I'm only testing on Linux systems, so nothing for me to report on Windows or macOS.

Zeitsperre avatar Sep 20 '22 14:09 Zeitsperre

@Zeitsperre are you having a problem with windows wheels only, or also the linux and macosx wheels?

I'm only testing on Linux systems, so nothing for me to report on Windows or macOS.

Are you using wheels from pypi or conda to install?

jswhit avatar Sep 20 '22 14:09 jswhit

Are you using wheels from pypi or conda to install?

Folks, please, everyone that is using the package from conda-forge post your issues and comments in https://github.com/conda-forge/netcdf4-feedstock/issues/141 and not here. Let's help out with the triage so we can solve this!

ocefpaf avatar Sep 20 '22 14:09 ocefpaf

cheers @ocefpaf - I'll link my comment above with the test results to the feedstock issue, good point! I am still not 100% sure it's just conda, or PyPi installations, or the code itself that's causing this, that's why I was primarily posting guff here so the experts may be able to get some clues :beer:

valeriupredoi avatar Sep 20 '22 14:09 valeriupredoi

@Zeitsperre are you having a problem with windows wheels only, or also the linux and macosx wheels?

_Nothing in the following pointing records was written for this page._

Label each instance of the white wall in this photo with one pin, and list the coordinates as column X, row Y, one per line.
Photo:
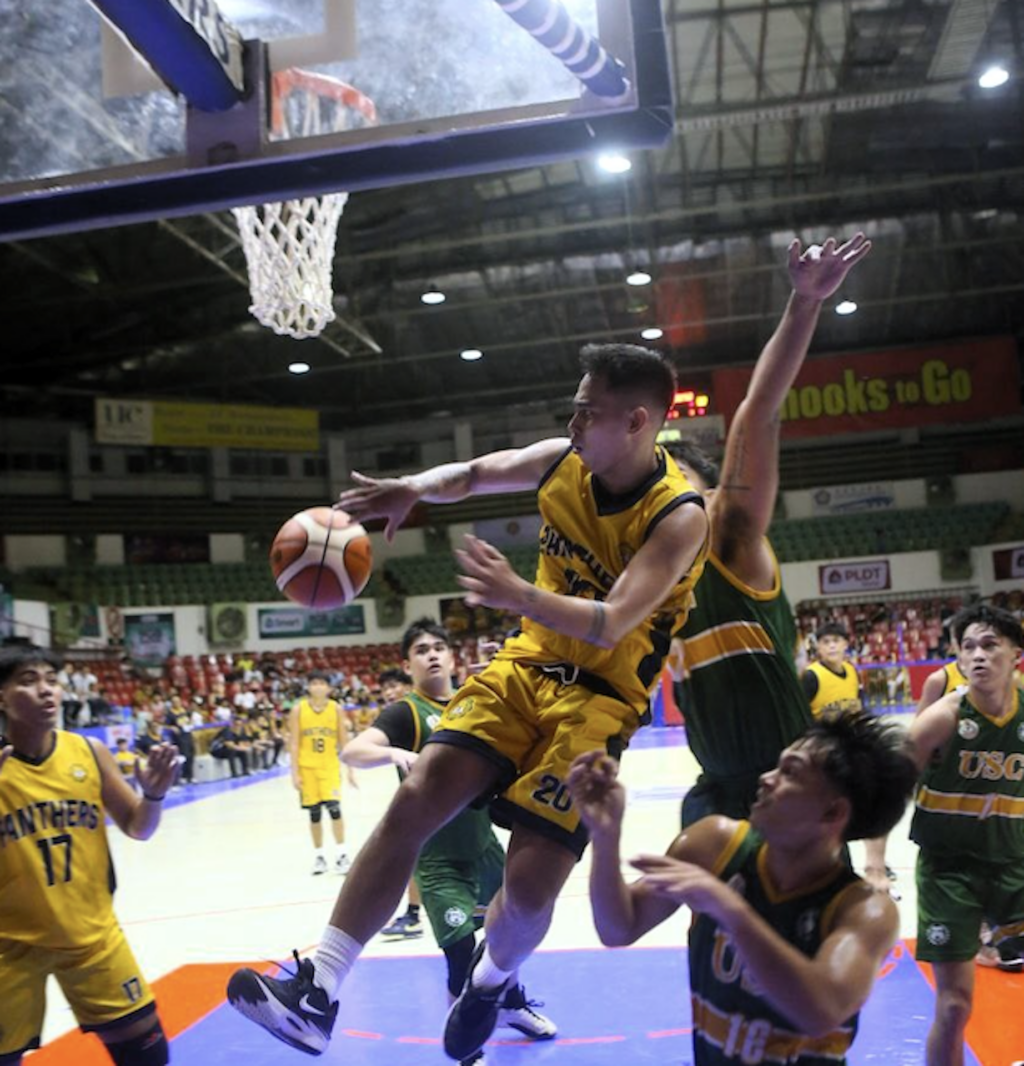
column 227, row 548
column 34, row 549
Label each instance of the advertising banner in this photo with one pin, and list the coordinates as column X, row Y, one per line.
column 149, row 639
column 167, row 424
column 854, row 499
column 864, row 576
column 1008, row 563
column 277, row 623
column 927, row 385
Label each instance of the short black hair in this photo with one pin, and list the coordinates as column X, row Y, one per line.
column 630, row 368
column 982, row 614
column 870, row 761
column 697, row 459
column 831, row 629
column 425, row 625
column 14, row 657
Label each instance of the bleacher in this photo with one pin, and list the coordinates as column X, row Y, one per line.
column 874, row 532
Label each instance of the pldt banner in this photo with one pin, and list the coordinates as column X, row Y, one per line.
column 841, row 579
column 935, row 385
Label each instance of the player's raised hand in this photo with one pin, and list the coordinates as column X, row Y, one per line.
column 819, row 270
column 597, row 793
column 390, row 498
column 685, row 883
column 159, row 772
column 488, row 577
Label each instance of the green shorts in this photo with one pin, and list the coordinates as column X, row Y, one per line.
column 456, row 893
column 955, row 895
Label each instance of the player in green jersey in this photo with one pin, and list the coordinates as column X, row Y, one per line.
column 969, row 819
column 786, row 940
column 460, row 866
column 743, row 698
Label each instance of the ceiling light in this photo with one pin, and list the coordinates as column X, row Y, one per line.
column 614, row 163
column 994, row 77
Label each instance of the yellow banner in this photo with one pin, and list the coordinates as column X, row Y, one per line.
column 206, row 425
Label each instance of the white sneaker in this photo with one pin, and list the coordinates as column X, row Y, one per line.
column 517, row 1012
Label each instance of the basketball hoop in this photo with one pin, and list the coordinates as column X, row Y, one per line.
column 290, row 246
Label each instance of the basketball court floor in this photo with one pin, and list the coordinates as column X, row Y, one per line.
column 227, row 881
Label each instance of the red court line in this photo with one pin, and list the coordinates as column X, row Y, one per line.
column 183, row 997
column 995, row 1032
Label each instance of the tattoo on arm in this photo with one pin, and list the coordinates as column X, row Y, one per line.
column 450, row 481
column 597, row 624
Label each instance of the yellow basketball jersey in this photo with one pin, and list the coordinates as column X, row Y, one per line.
column 833, row 692
column 57, row 879
column 954, row 677
column 319, row 733
column 587, row 537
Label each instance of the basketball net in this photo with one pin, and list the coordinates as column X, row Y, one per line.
column 290, row 246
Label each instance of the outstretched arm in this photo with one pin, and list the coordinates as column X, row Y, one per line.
column 507, row 471
column 815, row 992
column 623, row 913
column 745, row 500
column 136, row 816
column 639, row 590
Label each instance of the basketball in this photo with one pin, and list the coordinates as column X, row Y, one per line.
column 321, row 559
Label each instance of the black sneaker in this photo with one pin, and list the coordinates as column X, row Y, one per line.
column 404, row 927
column 473, row 1015
column 294, row 1010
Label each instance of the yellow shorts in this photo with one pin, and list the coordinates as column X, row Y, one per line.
column 319, row 785
column 102, row 984
column 532, row 725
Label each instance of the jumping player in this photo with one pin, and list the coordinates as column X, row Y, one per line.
column 57, row 916
column 969, row 820
column 622, row 542
column 317, row 737
column 743, row 697
column 460, row 867
column 831, row 683
column 786, row 940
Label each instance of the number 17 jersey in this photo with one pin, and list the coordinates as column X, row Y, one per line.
column 55, row 873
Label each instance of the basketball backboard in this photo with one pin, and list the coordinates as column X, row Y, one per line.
column 91, row 138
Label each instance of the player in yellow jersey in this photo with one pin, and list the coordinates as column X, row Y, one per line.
column 623, row 538
column 831, row 683
column 57, row 882
column 317, row 735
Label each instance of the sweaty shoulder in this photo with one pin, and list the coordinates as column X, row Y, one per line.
column 709, row 842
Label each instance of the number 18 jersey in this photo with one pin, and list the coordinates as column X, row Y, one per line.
column 55, row 874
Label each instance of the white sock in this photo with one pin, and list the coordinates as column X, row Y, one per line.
column 486, row 973
column 335, row 957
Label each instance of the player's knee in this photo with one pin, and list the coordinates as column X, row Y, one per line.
column 458, row 955
column 146, row 1049
column 953, row 1007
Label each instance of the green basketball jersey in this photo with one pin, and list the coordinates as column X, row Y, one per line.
column 971, row 798
column 744, row 700
column 467, row 836
column 732, row 1021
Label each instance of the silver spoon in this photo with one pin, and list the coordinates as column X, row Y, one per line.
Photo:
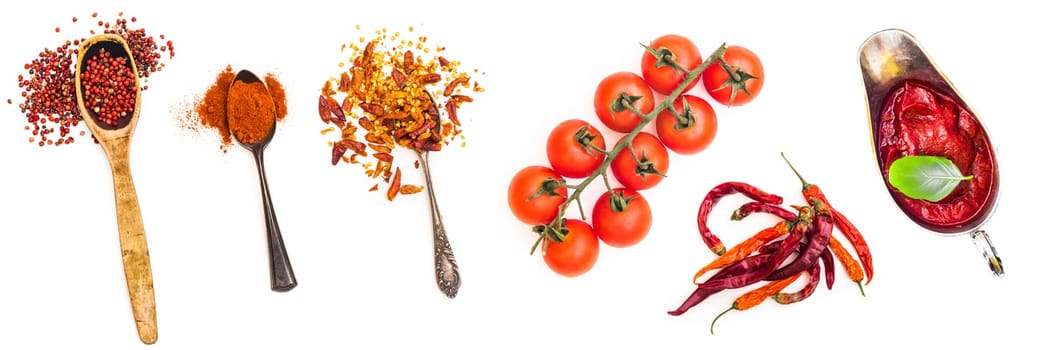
column 446, row 272
column 282, row 276
column 891, row 56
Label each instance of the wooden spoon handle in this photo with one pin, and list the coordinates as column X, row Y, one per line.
column 136, row 254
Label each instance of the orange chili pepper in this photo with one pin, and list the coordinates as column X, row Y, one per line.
column 853, row 269
column 815, row 276
column 745, row 248
column 811, row 191
column 756, row 296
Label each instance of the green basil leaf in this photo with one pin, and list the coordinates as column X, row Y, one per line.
column 926, row 178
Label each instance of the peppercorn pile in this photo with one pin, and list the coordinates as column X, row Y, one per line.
column 797, row 246
column 48, row 94
column 108, row 87
column 386, row 93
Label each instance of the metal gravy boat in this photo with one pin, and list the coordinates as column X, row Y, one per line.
column 890, row 57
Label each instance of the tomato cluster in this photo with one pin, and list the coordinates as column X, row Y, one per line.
column 625, row 102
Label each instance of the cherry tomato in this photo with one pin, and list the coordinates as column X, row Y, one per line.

I'm only testing on Linux systems, so nothing for me to report on Windows or macOS.

Are you using wheels from pypi or conda to install?

The PyPI wheels have not been working for me, but the conda binaries have been fine for me on Linux.

Zeitsperre avatar Sep 20 '22 14:09 Zeitsperre

@valeriupredoi reported at https://github.com/conda-forge/netcdf4-feedstock/issues/141 that his segfaults were all related to the use of file caching, and if the file is read directly from disk the segfaults go away. Are others experiencing segfaults also using some sort of caching of netCDF4.Dataset objects?

jswhit avatar Sep 21 '22 16:09 jswhit

From the discussion at https://github.com/conda-forge/netcdf4-feedstock/issues/141, it looks like at least some of the segfaults are related to using netcdf4-python within threads. netcdf-c is not thread-safe, and releasing the GIL on all netcdf-c calls (introduced in 1.6.1) has increased the probability of segfaults when threads are used.

jswhit avatar Sep 22 '22 17:09 jswhit

Folks using iris and hitting this issue you can workaround it by setting dask to single-threaded with:

import dask
dask.config.set(scheduler="single-threaded")

instead of pinning to netcdf4!=1.6.1.

ocefpaf avatar Oct 04 '22 18:10 ocefpaf

There is an experimental PR in netcdf-c that makes the C library threadsafe. This should fix many (all?) of the problems reported here, but won't be available in a released version for some time.

jswhit avatar Oct 07 '22 21:10 jswhit

There is an experimental PR in netcdf-c that makes the C library threadsafe. This should fix many (all?) of the problems reported here, but won't be available in a released version for some time.

@jswhit would you expect more releases of NetCDF4 before this feature is released?

trexfeathers avatar Oct 10 '22 08:10 trexfeathers